Misleading Health Food Claims Confuse Consumers

Don’t you like it when you see, say, a candy product that is labeled “50 percent less fat”? First… 50 percent less than what? Second, it’s candy!

Over the years, as certain dietary concerns became the latest trends (think low-fat, low-carb, etc.), food manufacturers have tried to keep up the best they can while still selling a palatable food product. Maybe the best example is after the low-carb craze really took hold. While it’s died down a little, and research has come out to show that whole grains are a necessary part of a healthy diet, people are still carb-conscious.

Food manufacturers do a dance of deception around the labeling regulations, usually staying within the law, but still doing a good job of misleading consumers.

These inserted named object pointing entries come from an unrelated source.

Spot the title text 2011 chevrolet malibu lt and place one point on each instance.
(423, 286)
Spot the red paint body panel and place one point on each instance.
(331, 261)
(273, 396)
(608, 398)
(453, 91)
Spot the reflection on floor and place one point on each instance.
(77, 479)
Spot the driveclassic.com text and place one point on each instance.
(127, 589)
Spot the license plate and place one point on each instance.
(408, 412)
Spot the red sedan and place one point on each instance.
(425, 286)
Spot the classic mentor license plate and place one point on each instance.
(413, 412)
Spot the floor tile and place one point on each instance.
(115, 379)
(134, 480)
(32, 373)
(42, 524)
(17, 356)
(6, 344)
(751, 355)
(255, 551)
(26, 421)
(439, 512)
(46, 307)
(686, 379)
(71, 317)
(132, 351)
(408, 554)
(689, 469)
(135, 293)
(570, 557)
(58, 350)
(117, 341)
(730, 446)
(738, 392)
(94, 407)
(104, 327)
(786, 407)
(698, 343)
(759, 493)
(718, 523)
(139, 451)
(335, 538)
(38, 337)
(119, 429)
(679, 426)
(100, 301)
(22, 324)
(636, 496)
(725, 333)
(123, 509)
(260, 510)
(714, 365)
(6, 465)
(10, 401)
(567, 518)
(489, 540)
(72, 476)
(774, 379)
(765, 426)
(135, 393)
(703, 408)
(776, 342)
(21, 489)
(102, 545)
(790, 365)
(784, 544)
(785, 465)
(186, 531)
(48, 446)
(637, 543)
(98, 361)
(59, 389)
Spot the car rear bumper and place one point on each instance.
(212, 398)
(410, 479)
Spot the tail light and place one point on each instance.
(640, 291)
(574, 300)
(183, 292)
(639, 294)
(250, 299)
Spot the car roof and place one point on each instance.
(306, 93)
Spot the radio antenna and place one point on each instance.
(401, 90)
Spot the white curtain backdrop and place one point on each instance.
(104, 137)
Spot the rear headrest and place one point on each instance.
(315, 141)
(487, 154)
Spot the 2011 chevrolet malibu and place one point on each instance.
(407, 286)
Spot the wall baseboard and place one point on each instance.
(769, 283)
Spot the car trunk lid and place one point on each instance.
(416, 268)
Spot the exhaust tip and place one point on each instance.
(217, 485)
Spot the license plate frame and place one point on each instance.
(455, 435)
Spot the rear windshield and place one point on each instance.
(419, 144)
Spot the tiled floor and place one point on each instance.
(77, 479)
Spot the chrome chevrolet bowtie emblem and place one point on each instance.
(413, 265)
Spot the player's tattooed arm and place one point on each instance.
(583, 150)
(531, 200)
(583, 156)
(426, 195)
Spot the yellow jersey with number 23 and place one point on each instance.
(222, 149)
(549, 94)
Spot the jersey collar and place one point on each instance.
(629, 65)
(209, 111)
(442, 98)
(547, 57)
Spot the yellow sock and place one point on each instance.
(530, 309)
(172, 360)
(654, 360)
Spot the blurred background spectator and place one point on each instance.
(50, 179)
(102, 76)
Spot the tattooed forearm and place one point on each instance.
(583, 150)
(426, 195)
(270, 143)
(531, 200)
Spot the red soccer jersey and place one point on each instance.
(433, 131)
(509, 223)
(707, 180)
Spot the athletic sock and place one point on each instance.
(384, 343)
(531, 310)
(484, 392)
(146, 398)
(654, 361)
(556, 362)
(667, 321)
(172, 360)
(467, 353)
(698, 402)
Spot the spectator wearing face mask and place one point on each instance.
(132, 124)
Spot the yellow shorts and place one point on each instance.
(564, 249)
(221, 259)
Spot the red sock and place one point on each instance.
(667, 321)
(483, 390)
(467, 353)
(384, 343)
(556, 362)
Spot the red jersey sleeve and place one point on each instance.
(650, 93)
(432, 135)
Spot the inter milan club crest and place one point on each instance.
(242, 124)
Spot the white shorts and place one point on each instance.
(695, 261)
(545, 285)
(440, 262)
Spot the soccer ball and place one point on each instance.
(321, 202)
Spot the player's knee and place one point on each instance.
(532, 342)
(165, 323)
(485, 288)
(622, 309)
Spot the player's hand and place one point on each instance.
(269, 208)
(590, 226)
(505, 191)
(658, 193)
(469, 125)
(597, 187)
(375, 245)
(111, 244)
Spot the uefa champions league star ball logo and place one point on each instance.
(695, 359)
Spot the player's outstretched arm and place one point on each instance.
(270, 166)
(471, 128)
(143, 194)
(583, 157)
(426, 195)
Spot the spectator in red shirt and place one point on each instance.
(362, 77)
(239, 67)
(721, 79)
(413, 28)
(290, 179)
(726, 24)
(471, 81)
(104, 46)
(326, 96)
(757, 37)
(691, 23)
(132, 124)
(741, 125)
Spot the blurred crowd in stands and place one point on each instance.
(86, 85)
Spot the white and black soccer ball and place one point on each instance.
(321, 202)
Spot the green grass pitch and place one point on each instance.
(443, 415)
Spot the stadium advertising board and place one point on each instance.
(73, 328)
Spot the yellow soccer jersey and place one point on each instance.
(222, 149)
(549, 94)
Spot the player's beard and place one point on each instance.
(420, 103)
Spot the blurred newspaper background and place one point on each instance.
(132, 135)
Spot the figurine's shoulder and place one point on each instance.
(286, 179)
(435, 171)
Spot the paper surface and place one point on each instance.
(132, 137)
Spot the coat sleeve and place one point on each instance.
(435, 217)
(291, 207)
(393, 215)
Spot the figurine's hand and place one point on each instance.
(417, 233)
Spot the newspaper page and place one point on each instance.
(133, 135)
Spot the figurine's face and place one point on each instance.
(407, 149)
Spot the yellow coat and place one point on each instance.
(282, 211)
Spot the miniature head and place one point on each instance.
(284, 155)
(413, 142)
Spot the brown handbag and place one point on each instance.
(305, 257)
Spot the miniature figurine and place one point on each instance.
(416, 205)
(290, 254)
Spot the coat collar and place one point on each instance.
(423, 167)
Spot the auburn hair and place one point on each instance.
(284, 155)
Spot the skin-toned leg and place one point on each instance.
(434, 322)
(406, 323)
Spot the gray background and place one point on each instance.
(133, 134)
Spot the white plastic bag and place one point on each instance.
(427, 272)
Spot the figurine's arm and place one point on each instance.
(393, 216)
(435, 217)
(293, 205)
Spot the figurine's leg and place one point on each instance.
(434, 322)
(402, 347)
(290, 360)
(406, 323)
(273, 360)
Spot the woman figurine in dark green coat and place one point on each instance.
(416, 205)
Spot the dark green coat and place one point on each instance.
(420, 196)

According to new research regarding low carbohydrate claims, consumers consistently misinterpret the healthfulness of a food product due to the claims on the front. Between 2001 and 2005, at the height of the low-carb craze, there was a 516 percent increase in sales of low-carb products. Part of what fueled this sales boom is that people, in a very literal sense, take what the label says at face value, ignoring the nutritional facts on the back of the package.

In the study, more than 4,000 participants were shown only the front of low-carb products, and it led to “more favorable perceptions about products’ helpfulness for weight management, healthfulness, and caloric content.”

However, when they were also shown the nutritional facts, their perception was improved. That said, Dr. Judith Labiner-Wolfe of the U.S. Department of Health and Human Services’ Office on Women’s Health, warns that in real-life shopping situations, people don’t properly analyze the healthfulness of the product, possibly due to busy and hectic surroundings in a grocery store.